Channeling emotion to drive your creative writing can be a two-way street: Writing fueled by emotion can pulse with the power of realness, show broken skin or broken heart; it’s where you write from being in the game, rather than watching it. But writing from a personal current can also produce florid overwriting, work that’s colored by mawkish hues, or even blindly inaccurate prose that freezes on a fixed point of view. I think focused, emotional writing can smack a ringing bell, but that misdirected emotion in writing can dilute its strengths, making it merely personal.

I was thinking these things because I’m down in my Southern California home town, staying with my parents for a bit. In the last year, my 92-year-old father has fallen deeper into his advanced Alzheimer’s, and is now mostly confined to a bed, only “rising” by means of a hoist that has to be operated by two people to maneuver him into a wheelchair. But he’s still at home, still sloppily able to feed himself, still brightening when people enter his room and greet him, though he’s likely as not to not recognize the greeter.

I’ve written about his condition before, when his diminished capacity wasn’t as advanced, but lately he’s turned a corner, and even if his body lingers, his mind is becoming more ghostly, his world a small, small corner, with dimming light. I again want to write about my father, want to write again about how I never truly knew what he wanted, what his aspirations were, whether he judged his life a good one, if he even did pause to judge it.

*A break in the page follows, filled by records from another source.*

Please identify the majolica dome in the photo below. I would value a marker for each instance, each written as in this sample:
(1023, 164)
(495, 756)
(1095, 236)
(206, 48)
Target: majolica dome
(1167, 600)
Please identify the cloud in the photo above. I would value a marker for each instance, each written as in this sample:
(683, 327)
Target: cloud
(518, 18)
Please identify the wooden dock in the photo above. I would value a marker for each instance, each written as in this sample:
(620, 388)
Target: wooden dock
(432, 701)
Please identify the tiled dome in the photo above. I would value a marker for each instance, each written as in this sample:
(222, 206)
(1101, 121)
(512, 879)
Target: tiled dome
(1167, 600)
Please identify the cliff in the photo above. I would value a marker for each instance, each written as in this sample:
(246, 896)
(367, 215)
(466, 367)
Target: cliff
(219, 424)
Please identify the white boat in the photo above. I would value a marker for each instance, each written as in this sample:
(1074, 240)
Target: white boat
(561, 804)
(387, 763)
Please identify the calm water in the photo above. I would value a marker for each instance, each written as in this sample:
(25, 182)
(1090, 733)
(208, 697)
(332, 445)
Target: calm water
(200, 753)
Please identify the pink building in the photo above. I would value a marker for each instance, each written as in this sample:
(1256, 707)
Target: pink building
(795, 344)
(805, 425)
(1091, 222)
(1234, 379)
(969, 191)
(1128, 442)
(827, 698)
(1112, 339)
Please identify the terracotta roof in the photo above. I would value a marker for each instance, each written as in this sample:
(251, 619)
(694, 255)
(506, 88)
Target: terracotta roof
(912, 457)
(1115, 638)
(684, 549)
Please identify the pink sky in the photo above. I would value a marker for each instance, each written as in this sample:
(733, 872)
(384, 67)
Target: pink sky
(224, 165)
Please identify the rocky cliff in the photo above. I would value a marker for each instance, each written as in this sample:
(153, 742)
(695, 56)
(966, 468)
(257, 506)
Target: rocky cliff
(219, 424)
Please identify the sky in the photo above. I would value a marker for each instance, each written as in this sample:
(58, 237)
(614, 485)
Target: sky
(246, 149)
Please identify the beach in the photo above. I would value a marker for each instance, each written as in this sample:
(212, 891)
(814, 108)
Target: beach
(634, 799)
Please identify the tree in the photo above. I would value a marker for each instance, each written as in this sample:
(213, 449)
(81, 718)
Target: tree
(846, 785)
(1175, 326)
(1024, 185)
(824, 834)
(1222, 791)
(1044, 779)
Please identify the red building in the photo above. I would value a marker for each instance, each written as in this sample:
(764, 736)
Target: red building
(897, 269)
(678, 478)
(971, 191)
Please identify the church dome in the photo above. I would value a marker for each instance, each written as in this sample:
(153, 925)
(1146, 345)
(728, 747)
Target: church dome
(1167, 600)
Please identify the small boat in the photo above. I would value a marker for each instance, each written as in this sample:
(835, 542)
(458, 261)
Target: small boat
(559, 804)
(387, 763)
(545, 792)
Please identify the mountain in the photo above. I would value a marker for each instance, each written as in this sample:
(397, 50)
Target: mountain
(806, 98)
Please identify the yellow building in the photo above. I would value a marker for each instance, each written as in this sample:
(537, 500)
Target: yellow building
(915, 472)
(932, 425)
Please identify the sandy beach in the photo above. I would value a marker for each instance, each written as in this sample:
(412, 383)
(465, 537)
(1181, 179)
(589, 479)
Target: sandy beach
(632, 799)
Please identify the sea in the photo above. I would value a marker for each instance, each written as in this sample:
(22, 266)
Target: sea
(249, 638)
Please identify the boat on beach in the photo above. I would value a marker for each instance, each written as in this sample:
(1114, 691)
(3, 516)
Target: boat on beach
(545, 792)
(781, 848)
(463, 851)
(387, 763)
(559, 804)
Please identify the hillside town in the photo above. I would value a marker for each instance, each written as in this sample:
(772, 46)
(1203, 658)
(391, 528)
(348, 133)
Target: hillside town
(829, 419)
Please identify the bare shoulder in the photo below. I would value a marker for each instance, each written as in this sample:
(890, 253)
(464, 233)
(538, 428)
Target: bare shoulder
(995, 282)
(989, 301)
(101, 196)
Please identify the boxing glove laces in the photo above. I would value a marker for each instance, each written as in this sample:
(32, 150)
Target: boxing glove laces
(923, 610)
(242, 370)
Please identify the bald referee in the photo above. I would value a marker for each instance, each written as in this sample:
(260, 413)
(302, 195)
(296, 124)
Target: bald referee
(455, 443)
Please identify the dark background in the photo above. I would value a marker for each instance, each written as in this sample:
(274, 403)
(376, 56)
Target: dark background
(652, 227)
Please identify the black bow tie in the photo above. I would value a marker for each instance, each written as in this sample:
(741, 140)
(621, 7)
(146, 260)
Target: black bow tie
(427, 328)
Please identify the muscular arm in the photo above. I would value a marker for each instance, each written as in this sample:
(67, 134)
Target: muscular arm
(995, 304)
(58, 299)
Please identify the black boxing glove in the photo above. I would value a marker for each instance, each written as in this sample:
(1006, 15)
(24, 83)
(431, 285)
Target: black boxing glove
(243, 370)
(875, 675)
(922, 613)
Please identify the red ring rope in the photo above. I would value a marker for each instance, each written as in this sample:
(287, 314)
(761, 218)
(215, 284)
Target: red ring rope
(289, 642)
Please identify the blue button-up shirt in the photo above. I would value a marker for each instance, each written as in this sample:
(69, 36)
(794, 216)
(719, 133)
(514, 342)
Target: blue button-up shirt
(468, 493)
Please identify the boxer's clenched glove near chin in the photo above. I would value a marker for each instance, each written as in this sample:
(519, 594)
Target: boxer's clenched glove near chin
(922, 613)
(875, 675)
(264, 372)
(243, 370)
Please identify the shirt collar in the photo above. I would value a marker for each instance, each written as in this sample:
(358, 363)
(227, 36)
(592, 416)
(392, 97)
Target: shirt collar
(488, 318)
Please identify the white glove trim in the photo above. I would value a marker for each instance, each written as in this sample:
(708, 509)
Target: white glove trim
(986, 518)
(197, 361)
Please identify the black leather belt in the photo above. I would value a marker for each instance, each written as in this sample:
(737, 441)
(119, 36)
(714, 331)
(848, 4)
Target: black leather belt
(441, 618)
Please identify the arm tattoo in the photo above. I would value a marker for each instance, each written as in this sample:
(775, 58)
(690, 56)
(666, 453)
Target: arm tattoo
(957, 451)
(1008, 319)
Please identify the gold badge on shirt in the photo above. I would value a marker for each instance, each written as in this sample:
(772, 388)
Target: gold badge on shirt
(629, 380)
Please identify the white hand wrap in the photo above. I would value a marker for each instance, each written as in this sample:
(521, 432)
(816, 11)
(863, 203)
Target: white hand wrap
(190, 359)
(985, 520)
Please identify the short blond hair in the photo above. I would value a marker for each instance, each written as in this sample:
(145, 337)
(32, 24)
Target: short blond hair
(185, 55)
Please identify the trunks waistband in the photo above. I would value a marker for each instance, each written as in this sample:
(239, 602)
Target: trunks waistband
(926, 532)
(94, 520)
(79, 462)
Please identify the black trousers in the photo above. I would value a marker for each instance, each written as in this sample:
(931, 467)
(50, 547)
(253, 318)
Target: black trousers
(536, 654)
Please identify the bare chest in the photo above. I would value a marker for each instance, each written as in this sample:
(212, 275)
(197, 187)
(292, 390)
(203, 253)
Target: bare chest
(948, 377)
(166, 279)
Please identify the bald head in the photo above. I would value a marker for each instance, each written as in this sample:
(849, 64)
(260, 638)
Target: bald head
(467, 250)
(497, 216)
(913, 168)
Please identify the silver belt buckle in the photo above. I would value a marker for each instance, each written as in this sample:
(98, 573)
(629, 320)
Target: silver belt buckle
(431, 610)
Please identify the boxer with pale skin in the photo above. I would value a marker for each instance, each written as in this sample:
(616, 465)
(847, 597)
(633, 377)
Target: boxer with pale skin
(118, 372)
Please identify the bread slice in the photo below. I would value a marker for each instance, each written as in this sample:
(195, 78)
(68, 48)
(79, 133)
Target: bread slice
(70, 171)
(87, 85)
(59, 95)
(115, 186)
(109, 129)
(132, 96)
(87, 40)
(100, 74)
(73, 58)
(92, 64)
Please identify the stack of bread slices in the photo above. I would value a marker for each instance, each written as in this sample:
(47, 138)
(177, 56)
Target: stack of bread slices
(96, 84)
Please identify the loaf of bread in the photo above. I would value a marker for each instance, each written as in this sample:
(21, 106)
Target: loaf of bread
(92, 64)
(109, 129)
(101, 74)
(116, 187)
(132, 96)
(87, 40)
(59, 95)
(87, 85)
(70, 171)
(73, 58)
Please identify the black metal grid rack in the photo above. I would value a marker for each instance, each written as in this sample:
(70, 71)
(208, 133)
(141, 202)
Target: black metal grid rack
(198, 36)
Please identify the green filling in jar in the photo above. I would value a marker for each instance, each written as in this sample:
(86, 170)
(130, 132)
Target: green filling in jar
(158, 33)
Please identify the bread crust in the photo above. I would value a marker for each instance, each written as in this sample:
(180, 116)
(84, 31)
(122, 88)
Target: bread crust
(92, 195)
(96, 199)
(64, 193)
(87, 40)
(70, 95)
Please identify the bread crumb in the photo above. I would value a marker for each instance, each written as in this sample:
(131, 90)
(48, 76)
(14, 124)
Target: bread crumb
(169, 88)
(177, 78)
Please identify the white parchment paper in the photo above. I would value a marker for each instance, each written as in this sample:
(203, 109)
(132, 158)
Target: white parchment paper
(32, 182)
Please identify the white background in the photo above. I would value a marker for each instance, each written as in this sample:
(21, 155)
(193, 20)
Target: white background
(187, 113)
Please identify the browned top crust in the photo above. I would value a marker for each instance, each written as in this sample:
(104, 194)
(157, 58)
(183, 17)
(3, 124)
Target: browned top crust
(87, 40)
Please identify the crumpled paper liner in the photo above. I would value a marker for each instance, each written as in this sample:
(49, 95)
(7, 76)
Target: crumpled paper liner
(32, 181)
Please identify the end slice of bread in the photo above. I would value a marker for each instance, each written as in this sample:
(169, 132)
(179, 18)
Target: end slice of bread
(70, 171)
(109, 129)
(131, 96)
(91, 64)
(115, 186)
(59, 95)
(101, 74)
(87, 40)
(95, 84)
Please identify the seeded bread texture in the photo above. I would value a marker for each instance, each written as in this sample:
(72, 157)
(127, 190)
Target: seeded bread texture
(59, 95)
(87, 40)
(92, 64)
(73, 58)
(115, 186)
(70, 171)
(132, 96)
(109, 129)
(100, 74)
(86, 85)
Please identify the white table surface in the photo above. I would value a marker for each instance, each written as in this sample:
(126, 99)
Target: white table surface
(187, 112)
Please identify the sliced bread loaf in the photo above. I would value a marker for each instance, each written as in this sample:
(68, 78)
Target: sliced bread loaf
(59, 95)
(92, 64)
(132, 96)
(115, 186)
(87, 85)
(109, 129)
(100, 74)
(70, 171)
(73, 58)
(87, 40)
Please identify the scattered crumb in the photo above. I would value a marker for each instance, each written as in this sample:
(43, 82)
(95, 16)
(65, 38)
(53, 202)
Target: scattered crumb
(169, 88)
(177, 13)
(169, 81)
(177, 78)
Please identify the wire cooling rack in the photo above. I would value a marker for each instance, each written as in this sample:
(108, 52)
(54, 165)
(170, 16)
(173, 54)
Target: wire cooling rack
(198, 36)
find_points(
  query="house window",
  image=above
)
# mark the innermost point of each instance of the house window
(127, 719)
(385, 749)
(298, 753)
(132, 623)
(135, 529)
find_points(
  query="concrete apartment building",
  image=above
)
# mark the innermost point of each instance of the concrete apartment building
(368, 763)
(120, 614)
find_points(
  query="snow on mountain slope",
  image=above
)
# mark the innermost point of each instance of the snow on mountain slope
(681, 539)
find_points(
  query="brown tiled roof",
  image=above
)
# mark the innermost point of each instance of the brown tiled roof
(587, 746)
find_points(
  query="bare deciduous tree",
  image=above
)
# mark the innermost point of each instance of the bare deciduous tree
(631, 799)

Fathers and Sons, Arms Linked, Arm’s Length
I’ve previously touched upon how my father’s manner resembles mine in some ways: a person quick to make a joke, but in the joking also perhaps making a space between himself and others, perhaps more comfortable with a certain distance. I know that is true of myself, but I don’t absolutely know if it’s true of my father, because I never felt intimate enough with him to probe. I know he’s always been a warm man, a reliable caretaker of my siblings and mom, a war veteran, a guy who taught me, to my great pleasure, to play baseball and basketball. But those are thrown-off evaluations, resume-writing; the core of the man is elusive to me.

So, my father, diapered, his country now a small bed, the tv on to keep him “company,” attended by my valiant, near-blind mother, at 87, herself slowing to time’s great watch. And I want to write about it, with emotion, but accurately, with the precision my father is entitled to, not to force anyone (or myself) to feel my discomfort, but just to write with the deserved passion that testifying about someone’s life requires, without twisting the words to torque feelings.

An aside: I’ve been reading my friend Jule Kucera’s blog, where she is recounting the early days with her husband Trent, some years before his untimely death. Her writing is frank, revelatory, vivid and sometimes embarrassing. And undoubtedly painful for her; I can feel its emotional power—and yet there’s still a writerly sensibility and restraint. I appreciate Jule’s model.